A legacy gift is a planned future donation to The Village Family Service Center. It can be achieved through a formal document, such as a will, or may simply require a form from your financial institution or insurance company. Legacy giving allows your charitable wishes and values to live on after you are gone.
Giving in this way also has many tax advantages. For example, tax credits are available to North Dakota residents and businesses for gifts made to a qualified endowment. The Children's Village Family Service Foundation is one such fund. Click here for more information.
Below are some options for legacy (planned) giving.
Please note: This information is not intended as legal advice. Contact your attorney for assistance creating your estate plan.
This is a simple and common way to make a gift. Donations of cash are tax-deductible if you itemize in the year of contribution.
Leave a percentage of your estate to The Village. Or, make a bequest of money or a particular piece of property. There are several ways to make a bequest:
- Specific bequest: A gift of a certain item to an individual beneficiary.
- General bequest: Usually a gift of a stated sum of money.
- Residuary bequest: A bequest of an estate after all other bequests, debts, and taxes have been paid.
- Contingent bequest: Made on the condition that a certain event must occur before distribution to the beneficiary.
- Unrestricted bequest: A gift without conditions that allows the charitable organization to determine the wisest and most pressing need for the funds.

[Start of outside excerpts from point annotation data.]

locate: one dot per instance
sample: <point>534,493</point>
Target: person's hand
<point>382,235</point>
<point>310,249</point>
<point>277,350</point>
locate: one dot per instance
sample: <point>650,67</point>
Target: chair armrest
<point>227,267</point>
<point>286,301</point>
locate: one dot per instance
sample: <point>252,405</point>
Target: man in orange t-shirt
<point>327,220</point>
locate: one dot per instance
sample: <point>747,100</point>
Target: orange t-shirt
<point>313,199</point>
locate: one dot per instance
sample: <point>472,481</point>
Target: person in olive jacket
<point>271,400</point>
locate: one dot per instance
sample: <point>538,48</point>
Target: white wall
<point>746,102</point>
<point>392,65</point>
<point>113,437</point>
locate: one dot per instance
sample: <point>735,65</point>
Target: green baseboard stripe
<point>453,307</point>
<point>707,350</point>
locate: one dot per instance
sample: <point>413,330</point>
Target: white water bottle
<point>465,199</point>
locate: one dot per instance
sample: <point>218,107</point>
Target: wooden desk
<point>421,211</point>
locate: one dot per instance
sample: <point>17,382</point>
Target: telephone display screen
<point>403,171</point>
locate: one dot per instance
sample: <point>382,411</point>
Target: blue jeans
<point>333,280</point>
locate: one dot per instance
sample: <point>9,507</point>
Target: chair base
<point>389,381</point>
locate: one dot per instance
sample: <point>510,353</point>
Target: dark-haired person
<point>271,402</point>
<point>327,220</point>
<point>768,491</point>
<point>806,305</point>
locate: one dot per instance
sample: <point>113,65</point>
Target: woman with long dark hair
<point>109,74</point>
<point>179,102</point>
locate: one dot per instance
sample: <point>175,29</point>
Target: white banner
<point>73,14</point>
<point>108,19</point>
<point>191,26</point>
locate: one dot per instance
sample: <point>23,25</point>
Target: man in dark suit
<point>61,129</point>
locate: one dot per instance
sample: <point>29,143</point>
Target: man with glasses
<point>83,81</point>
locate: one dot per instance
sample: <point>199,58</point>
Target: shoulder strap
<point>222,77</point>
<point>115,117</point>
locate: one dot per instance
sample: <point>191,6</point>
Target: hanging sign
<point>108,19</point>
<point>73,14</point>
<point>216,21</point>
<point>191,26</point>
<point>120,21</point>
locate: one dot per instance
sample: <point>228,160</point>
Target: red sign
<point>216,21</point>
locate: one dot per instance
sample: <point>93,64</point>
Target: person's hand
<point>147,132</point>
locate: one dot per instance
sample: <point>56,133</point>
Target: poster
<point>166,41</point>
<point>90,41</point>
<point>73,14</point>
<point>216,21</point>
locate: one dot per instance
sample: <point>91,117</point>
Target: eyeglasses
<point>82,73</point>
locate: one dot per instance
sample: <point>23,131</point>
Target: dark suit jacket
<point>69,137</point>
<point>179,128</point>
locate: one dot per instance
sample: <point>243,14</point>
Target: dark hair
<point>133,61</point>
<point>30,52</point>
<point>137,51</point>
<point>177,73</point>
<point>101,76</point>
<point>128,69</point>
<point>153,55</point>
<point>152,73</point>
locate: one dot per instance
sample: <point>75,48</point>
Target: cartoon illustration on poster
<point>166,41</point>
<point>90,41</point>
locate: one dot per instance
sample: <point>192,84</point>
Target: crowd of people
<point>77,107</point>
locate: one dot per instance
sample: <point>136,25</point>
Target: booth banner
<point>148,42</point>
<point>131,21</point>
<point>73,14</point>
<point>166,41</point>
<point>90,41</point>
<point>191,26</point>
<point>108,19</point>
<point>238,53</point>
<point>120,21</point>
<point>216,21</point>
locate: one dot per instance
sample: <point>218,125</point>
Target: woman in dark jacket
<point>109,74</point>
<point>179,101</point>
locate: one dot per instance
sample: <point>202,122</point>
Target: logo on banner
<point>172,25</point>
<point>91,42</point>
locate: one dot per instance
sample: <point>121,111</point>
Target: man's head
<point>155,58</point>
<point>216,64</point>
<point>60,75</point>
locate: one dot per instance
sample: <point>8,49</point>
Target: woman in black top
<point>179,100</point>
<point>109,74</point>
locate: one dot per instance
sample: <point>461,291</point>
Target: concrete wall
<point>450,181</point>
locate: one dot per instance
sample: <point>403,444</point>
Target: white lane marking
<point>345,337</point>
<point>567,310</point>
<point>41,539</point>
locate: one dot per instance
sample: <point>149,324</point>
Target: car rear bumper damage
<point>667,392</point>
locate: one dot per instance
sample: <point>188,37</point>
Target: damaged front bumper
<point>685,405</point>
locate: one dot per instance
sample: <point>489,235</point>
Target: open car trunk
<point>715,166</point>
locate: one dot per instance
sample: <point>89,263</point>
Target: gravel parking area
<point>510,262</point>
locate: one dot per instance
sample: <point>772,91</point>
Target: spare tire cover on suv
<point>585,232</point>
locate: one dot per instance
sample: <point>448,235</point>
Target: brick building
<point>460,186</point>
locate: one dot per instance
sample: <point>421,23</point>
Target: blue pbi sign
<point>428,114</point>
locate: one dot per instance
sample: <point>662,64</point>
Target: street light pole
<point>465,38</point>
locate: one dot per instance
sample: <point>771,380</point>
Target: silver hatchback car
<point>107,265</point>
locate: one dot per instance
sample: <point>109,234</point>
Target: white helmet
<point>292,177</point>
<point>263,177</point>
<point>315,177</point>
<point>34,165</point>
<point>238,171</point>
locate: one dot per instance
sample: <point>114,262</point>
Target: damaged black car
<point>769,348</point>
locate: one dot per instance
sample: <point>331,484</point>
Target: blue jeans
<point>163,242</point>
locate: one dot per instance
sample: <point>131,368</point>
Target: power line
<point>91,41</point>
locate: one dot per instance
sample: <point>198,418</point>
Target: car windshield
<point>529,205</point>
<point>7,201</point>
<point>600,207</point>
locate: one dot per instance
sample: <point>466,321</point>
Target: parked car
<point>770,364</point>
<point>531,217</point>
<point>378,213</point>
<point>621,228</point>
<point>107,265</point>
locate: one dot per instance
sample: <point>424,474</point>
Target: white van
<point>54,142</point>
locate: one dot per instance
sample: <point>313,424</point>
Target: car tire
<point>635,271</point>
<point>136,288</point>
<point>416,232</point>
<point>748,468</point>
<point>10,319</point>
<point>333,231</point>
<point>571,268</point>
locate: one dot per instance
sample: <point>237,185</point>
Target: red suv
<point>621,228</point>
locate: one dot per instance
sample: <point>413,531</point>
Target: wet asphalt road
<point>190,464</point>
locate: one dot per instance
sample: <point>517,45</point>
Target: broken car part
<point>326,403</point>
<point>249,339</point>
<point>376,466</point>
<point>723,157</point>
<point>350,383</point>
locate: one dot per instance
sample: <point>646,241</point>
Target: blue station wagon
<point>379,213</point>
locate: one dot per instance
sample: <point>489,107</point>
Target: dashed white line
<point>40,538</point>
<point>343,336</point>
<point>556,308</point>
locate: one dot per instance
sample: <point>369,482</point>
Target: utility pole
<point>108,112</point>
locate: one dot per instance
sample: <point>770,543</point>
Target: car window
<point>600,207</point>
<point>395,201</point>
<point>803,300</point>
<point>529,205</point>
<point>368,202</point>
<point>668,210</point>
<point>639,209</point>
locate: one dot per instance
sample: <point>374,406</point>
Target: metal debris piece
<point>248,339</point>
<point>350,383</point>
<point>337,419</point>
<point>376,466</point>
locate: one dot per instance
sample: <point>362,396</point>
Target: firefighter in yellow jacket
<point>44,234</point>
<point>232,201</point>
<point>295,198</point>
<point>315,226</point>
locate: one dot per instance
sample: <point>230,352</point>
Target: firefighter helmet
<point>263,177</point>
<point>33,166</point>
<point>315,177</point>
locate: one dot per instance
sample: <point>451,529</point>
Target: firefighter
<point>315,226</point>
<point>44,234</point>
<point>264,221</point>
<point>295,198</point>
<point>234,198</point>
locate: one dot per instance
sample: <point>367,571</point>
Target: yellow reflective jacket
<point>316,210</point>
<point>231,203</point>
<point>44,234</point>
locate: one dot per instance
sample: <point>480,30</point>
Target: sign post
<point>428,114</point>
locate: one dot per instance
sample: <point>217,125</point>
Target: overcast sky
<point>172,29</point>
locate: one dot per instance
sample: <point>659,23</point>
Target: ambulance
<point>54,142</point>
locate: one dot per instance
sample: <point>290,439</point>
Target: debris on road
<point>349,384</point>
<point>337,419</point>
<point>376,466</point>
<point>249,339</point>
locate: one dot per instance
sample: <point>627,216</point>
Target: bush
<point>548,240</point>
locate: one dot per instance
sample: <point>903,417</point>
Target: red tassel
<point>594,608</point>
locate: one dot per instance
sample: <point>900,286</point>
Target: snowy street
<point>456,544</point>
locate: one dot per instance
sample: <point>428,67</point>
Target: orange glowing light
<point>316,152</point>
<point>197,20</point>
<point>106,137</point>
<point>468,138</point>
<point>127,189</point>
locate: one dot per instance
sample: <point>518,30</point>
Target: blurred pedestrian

- Restricted bequest: A gift designated for a specific purpose or event.
- Honorary or memorial bequest: A gift given “in honor of,” or “in memory of” yourself, in your family’s name, or on behalf of someone else.
- Endowed bequest: Restricts the principal of your gift, requiring the benefiting charity to hold the funds permanently and use only a small percentage of its value each year.
Give stocks that have increased greatly in value, particularly those producing a low yield. If you have owned them longer than one year, you will pay no capital gains tax on the transaction and you can deduct the full fair market value.
Bank accounts and CDs
Name The Village as the “payable-on-death beneficiary” of your bank accounts or on certificates of deposit. You own the assets for your lifetime and have them available for your use. Upon your death, the assets pass directly to The Village without going through probate.
Retirement plan assets
Your most efficient estate planning option may be leaving all or a portion of your retirement plan or IRA to a charity like The Village, because tax laws often subject these assets to income and estate taxes upon death. Many techniques can be used to avoid income taxes up to 35 percent. At the same time, you can pass more tax-favored assets to your family.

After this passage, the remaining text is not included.